ここは比較的安定している。カラテとエゴ、礼儀作法の力で秩序が保たれている。フローライトたちはあの後、別の茶室を見つけてセーフティポイントとした。イエローソードの負傷を手当てし、休息をとるには充分な程の。「スシを食べても味がしない」そういう彼の顔は影じみて青ざめている。

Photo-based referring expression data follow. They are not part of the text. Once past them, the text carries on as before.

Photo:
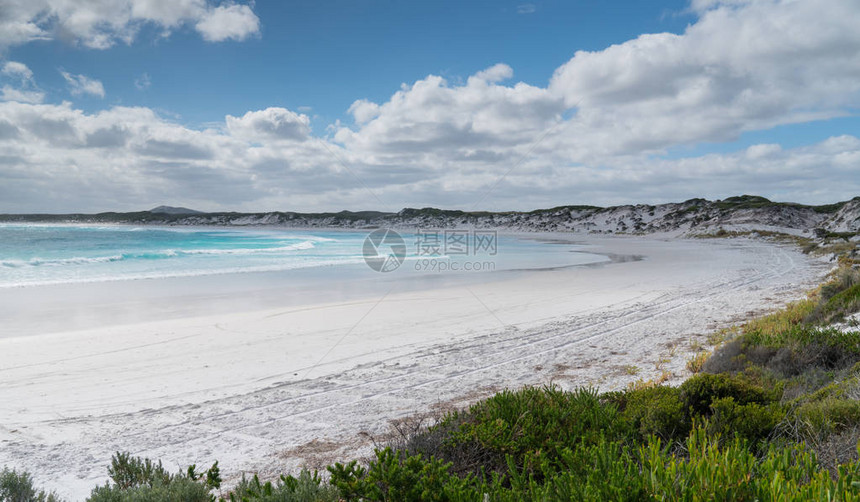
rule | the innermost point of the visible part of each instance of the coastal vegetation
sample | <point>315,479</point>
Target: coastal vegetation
<point>772,414</point>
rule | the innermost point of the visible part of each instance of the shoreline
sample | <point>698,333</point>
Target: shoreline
<point>249,404</point>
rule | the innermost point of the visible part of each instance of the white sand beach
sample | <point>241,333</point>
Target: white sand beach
<point>271,389</point>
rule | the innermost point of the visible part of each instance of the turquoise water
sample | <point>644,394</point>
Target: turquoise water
<point>36,254</point>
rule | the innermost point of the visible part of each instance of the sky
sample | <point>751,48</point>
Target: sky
<point>124,105</point>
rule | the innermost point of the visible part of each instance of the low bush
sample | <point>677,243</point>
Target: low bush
<point>532,425</point>
<point>18,487</point>
<point>135,479</point>
<point>657,411</point>
<point>307,487</point>
<point>700,391</point>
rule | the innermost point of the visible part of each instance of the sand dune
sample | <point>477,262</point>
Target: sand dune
<point>270,390</point>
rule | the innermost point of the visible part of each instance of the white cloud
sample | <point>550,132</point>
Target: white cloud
<point>143,82</point>
<point>102,24</point>
<point>363,110</point>
<point>269,124</point>
<point>495,73</point>
<point>230,22</point>
<point>9,93</point>
<point>24,89</point>
<point>18,70</point>
<point>526,8</point>
<point>81,84</point>
<point>744,65</point>
<point>597,133</point>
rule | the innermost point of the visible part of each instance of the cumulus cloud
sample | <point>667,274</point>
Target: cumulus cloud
<point>17,70</point>
<point>230,22</point>
<point>269,124</point>
<point>744,65</point>
<point>598,133</point>
<point>526,8</point>
<point>102,24</point>
<point>19,84</point>
<point>143,82</point>
<point>81,84</point>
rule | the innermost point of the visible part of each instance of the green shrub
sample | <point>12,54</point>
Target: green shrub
<point>397,476</point>
<point>135,479</point>
<point>830,415</point>
<point>307,487</point>
<point>657,411</point>
<point>700,391</point>
<point>753,421</point>
<point>532,425</point>
<point>18,487</point>
<point>180,489</point>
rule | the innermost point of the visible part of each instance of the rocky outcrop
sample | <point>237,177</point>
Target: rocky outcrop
<point>694,216</point>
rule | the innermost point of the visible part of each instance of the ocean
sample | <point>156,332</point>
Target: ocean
<point>50,254</point>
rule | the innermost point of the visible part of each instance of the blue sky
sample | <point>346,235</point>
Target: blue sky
<point>324,105</point>
<point>325,55</point>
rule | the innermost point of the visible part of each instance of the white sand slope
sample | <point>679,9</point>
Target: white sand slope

「これからどうする」「探索を続けます」「脱出口などあるのかねェ」「探すしかないな。IRCやUNIXならともかく、コトダマ空間やらオヒガンやらのことはさっぱりだ」「それがわかる味方を探せばいい」「いりゃいいがな。もしムーホン者の中にいるなら、彼らと手を組むのか?」「さあ……」
3人は茶室に向き合って座り直し、これからのことを相談する。フローライトは茶室の隅で奥ゆかしくチャを立てる。城内で飲食しても良いかは躊躇ったが、自我を保つのには必要だろう。「一緒の茶釜からチャを飲めば仲良し」と古事記にも書かれているではないか。「……タイコの音を追うか」
ドゥームアイズが提案する。彼はネンコの上では一番センパイにあたる。「我々だけではジリー・プアー(ジリ貧)だ。もっと仲間がいる。ムーホン者であろうと、そうでなかろうと。元は同じギルドの仲間ではないか。合流し、話してみよう」「……そうね」「仕方あるまい」「……承知しました」
3人は頷く。他に向かうあてもない。4人は揃ってチャを飲み、立ち上がった。いかなる状況にあろうとも、ここはザイバツ・シャドーギルドだ!